Nottingham teachers held a second successful one-day strike yesterday against the City Council’s plan to impose a five-term year.
Speaking ahead of yesterday’s strike, John Illingworth, assistant secretary of Nottingham City NUT, said: ‘We expect more support tomorrow as we have gained more members after our first strike in March.
‘Our following has increased by about 10 per cent at the schools which were picketed last month.’
Ian Stevenson, NUT Regional Secretary for the Yorkshire Midland Region told News Line yesterday: ‘The second day of the action has been very successful.
‘Fifty or more schools were closed or partially closed today.
‘Nut members demonstrated again for the second time just how determined they are and there were picket lines outside schools across the authority.
‘’Many pupils and parents have commented and spoken out in support of the struggle and there have also been surveys of governors and of head teachers opposing the change.
‘There really is no constituency of support for Nottingham City Council’s actions.
‘The NUT national policy position to oppose the change to a five term year was also reaffirmed at conference last week.

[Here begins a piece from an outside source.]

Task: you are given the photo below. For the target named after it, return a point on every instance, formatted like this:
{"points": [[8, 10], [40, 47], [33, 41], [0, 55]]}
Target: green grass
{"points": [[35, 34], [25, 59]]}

‘Nottingham City Council have failed to consult on their threat to impose a five-term year and they have also theatened dismissal.
‘Clearly, other authorities will be looking at the outcome of this struggle.
‘The next action is planned for 25th April.’
Nottingham City Council has announced it intends to impose the change in September 2013, cutting the summer holiday and splitting the school year into five equal-length terms of eight weeks, which unions argue will be too long.
The National Union of Teachers (NUT) Conference in Torquay last week voted full support to the Nottingham teachers’ struggle.
The NASUWT did not join yesterday’s strike but has not ruled out similar action after holding an ‘indicative ballot’.
General Secretary Chris Keates said: ‘The NASUWT has conducted an indicative ballot of members and we will be stepping up our campaign of industrial action during the summer term. This could include possible strike action.’